In Karlsruhe haben Autos und Busse seit fast 20 Jahren nichts mehr zu melden. Im Spätsommer 1974 feierten die Nordbadener ihre neue Fußgängerzone mit einem Volksfest. Die gute, alte Straßenbahn rattert nach wie vor durch die Hauptverkehrsachse der Stadt: die Kaiserstraße. Durchschnittlich alle 50 Sekunden befördern sechs Linien die Kunden auf die Einkaufsmeile, berichten die "Badischen Neuesten Nachrichten". Das Umland ist nahezu optimal mit dem Herz der Stadt verbunden, die Akzeptanz unter Einheimischen entsprechend gut. Allerdings gibt es ein Radfahrverbot bis 19 Uhr.
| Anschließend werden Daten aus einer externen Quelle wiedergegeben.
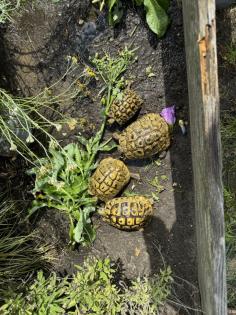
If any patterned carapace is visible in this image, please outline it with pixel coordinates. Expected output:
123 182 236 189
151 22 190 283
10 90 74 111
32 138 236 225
113 113 171 159
89 157 130 201
99 196 153 231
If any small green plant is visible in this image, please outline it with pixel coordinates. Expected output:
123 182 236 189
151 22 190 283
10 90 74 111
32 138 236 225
92 47 136 108
121 267 173 315
28 135 113 245
0 67 78 163
0 258 173 315
92 0 170 37
0 196 53 299
28 49 133 245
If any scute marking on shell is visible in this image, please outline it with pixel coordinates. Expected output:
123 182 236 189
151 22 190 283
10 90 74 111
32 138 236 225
89 157 130 200
114 113 170 159
103 196 153 230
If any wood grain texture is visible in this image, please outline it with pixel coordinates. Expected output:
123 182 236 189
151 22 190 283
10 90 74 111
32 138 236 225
183 0 227 315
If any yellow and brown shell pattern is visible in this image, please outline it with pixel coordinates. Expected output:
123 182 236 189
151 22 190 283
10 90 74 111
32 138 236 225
113 113 171 159
89 157 130 201
99 196 153 231
108 89 143 126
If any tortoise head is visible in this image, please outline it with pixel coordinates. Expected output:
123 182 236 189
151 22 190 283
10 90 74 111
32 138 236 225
160 105 176 126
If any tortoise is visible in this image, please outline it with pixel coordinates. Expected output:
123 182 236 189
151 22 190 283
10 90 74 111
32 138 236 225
99 195 153 231
113 106 175 159
89 157 131 201
107 88 143 126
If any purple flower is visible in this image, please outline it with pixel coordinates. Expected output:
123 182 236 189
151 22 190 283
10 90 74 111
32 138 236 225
160 105 176 125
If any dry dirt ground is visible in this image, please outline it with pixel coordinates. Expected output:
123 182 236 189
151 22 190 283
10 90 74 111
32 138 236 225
0 0 234 314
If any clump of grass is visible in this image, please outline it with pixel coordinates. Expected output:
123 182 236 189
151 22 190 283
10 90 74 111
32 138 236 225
0 258 172 315
0 196 53 298
0 67 78 167
224 189 236 308
221 113 236 176
29 49 133 245
221 114 236 308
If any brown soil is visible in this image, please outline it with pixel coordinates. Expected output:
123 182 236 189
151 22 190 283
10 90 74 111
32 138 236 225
0 0 234 314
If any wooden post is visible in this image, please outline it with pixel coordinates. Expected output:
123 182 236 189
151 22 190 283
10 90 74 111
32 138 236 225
183 0 227 315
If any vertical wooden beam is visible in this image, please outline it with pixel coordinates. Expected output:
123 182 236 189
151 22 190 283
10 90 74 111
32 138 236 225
183 0 227 315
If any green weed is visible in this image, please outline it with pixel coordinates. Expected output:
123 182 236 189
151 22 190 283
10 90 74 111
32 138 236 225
224 189 236 308
0 258 173 315
28 135 113 245
0 67 78 167
221 115 236 308
28 49 133 245
92 0 170 37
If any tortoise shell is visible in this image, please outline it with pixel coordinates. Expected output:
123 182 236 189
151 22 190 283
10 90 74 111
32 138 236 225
89 157 130 201
108 89 143 126
99 196 153 231
113 113 171 159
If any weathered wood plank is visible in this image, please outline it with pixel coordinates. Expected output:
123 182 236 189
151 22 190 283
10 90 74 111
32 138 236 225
183 0 227 315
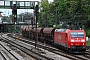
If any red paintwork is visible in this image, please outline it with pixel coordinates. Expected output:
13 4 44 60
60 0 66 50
54 29 86 48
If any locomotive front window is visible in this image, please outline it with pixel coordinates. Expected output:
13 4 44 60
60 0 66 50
70 32 84 38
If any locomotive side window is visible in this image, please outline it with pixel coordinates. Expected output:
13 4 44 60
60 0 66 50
70 32 84 38
78 32 84 38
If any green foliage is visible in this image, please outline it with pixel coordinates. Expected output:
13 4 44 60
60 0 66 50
87 41 90 46
54 25 61 28
1 16 6 22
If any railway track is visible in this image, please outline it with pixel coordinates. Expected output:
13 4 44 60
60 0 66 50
7 33 90 60
0 42 19 60
1 35 53 60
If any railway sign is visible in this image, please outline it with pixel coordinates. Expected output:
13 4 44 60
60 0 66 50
0 1 39 9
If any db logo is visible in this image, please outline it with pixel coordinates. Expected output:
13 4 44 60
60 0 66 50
58 35 62 40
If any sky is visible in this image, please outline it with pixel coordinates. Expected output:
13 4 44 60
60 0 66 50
0 0 53 16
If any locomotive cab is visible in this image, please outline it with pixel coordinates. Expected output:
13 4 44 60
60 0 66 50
54 29 86 53
68 30 86 52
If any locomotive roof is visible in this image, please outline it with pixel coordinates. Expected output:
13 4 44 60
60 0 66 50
55 29 67 32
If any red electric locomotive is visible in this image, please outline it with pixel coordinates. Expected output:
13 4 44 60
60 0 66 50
54 29 86 53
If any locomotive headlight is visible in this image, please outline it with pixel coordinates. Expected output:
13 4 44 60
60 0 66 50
81 40 85 42
71 40 74 42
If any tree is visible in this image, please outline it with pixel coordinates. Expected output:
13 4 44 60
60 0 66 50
1 16 6 22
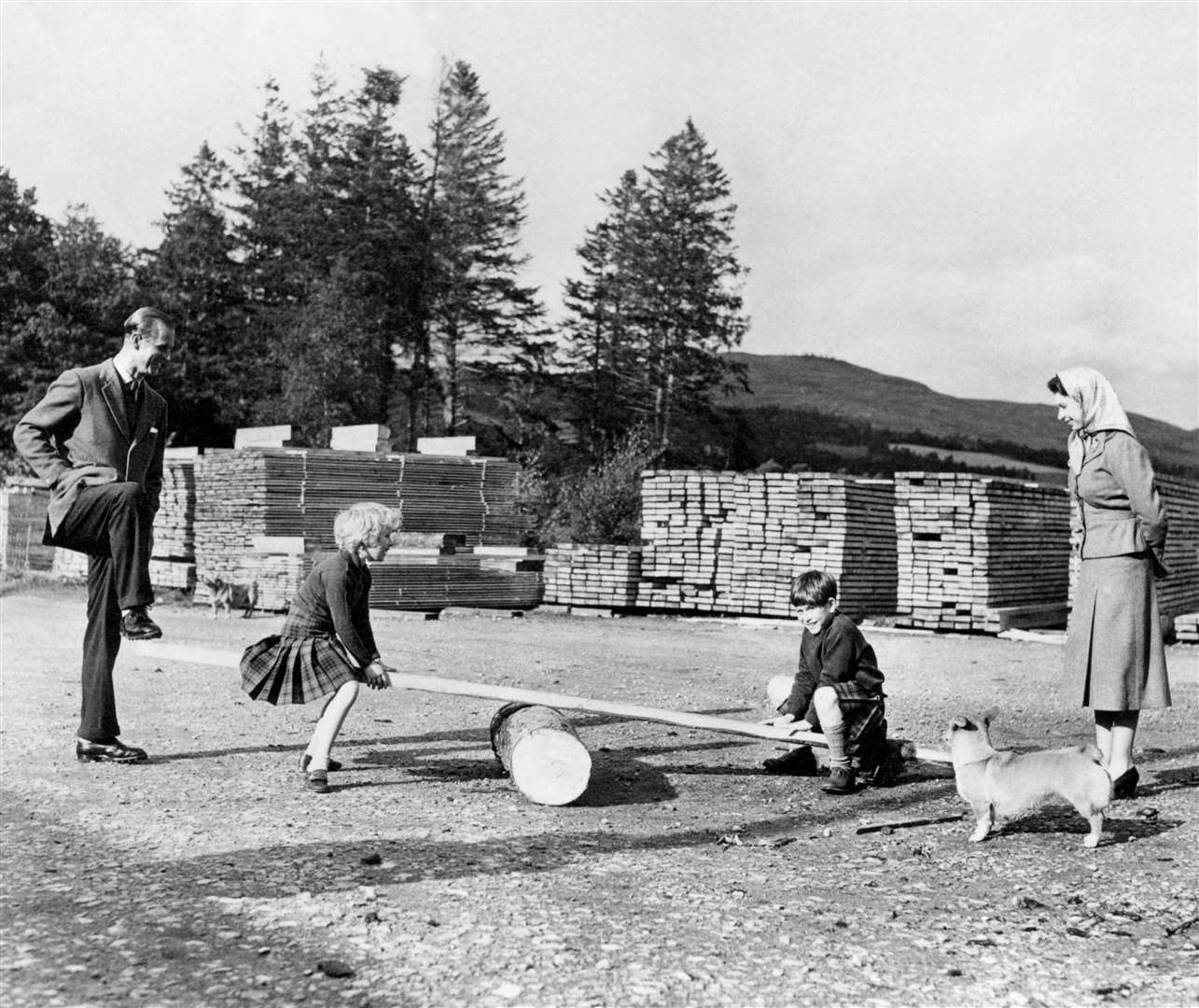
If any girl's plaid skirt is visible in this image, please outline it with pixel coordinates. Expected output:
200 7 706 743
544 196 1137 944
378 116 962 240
241 636 362 705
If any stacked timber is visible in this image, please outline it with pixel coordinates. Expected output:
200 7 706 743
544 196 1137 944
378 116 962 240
542 542 641 609
716 473 808 618
1069 475 1199 623
328 424 391 455
195 448 539 609
796 475 899 619
895 473 1069 633
370 551 542 612
638 470 737 612
638 471 897 618
1174 612 1199 644
50 546 88 581
150 448 199 592
476 458 531 546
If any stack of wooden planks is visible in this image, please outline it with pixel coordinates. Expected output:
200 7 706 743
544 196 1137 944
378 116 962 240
150 448 199 592
636 469 739 612
638 470 897 618
895 471 1069 633
370 547 542 612
795 475 899 619
195 449 539 609
1069 474 1199 623
542 542 641 609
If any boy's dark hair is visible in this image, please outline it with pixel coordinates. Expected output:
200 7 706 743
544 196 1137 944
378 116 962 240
791 570 837 606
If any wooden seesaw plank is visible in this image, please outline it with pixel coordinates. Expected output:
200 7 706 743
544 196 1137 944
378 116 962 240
127 641 952 763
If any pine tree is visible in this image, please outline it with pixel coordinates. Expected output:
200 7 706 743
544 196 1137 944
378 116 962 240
567 120 748 450
344 67 428 446
0 203 138 468
641 119 748 448
139 143 253 445
413 62 542 433
0 168 54 459
564 172 645 451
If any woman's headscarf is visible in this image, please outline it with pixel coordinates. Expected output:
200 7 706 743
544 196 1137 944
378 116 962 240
1057 365 1136 475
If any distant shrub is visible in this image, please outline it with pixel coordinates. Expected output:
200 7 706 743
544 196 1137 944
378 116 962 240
538 429 660 546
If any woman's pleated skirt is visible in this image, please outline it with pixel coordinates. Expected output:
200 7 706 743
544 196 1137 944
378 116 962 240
1066 553 1170 710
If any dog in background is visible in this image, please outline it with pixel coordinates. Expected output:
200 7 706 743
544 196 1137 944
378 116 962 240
947 714 1111 847
201 576 258 619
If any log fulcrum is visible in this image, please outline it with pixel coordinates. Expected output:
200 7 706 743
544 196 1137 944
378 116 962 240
492 703 592 805
126 641 952 764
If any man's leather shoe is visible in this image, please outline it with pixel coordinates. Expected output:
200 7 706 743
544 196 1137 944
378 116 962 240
76 738 148 763
121 609 161 641
300 752 342 774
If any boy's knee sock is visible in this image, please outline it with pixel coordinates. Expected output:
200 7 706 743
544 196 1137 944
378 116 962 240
824 721 850 770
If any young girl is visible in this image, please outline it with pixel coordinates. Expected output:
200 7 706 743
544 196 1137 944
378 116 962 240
241 501 399 794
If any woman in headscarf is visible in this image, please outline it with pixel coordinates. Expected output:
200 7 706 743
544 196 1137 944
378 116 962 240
1049 367 1170 798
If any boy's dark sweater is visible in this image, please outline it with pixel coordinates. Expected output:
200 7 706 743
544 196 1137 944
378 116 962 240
778 612 883 718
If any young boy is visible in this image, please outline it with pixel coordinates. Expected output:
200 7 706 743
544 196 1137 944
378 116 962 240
764 570 886 794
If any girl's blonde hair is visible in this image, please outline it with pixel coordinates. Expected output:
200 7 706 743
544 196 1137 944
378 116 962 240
333 500 399 553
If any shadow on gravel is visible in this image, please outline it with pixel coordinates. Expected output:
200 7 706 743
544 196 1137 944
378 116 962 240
159 816 834 899
993 807 1182 847
1136 765 1199 798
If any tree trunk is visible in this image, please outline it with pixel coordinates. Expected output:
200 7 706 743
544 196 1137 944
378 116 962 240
492 703 592 805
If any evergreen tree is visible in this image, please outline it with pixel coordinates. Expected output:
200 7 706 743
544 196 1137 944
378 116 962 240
0 168 54 458
344 67 428 446
564 172 644 451
640 119 748 448
0 200 138 465
139 143 251 445
567 120 748 449
422 62 542 433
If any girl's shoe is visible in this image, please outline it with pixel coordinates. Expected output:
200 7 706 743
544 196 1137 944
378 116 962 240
300 752 342 774
1111 767 1140 798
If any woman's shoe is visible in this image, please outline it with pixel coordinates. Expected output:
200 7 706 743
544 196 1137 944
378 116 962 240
300 752 342 774
1111 767 1140 798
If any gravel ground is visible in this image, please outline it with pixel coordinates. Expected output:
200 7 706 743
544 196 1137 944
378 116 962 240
0 585 1199 1008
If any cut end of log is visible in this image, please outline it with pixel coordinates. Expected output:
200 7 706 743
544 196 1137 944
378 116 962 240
509 728 592 805
492 702 592 805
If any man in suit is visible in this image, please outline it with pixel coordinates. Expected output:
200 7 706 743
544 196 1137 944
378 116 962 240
13 308 175 763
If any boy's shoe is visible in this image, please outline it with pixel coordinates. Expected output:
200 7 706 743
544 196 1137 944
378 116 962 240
824 767 857 794
761 745 816 777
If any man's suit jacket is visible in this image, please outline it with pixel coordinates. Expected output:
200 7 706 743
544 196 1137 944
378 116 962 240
12 360 167 545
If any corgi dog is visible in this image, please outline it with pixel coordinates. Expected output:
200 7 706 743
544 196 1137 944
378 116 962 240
201 576 258 619
947 715 1111 847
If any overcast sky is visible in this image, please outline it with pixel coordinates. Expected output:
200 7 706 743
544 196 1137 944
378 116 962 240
0 0 1199 428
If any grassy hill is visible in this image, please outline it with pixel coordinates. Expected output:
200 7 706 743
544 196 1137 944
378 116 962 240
724 353 1199 475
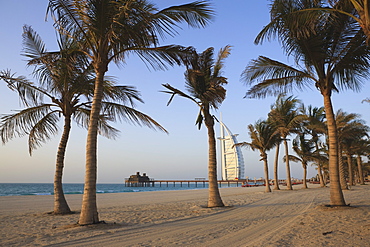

Ganz allein gehört die Innenstadt von Pforzheim den Fußgängern erst seit 1989. Zwei Jahre zuvor mußten die Einkäufer noch den täglichen Busverkehr in der "Zone" erdulden. Nach massiven Bürgerprotesten wurde jedoch das "größte Ärgernis" beseitigt, so Stadtpressesprecher Michael Strohmayer: Busse dürfen seit 1989 nicht mehr in die Karl-Friedrich-Straße. Wo früher die Bundesstraße fast zum Verkehrskollaps führte, ist heute ruhiges Promenieren möglich. 25000 Fahrgäste steigen täglich am Leopoldsplatz, dem Beginn der Fußgängerzone, aus. Nach anfänglichen Mißklängen jubilieren jetzt auch hier die Geschäftsleute. Die Fußgängerzone wird auf weitere Straßenzüge ausgedehnt. Dort allerdings mit Bussen.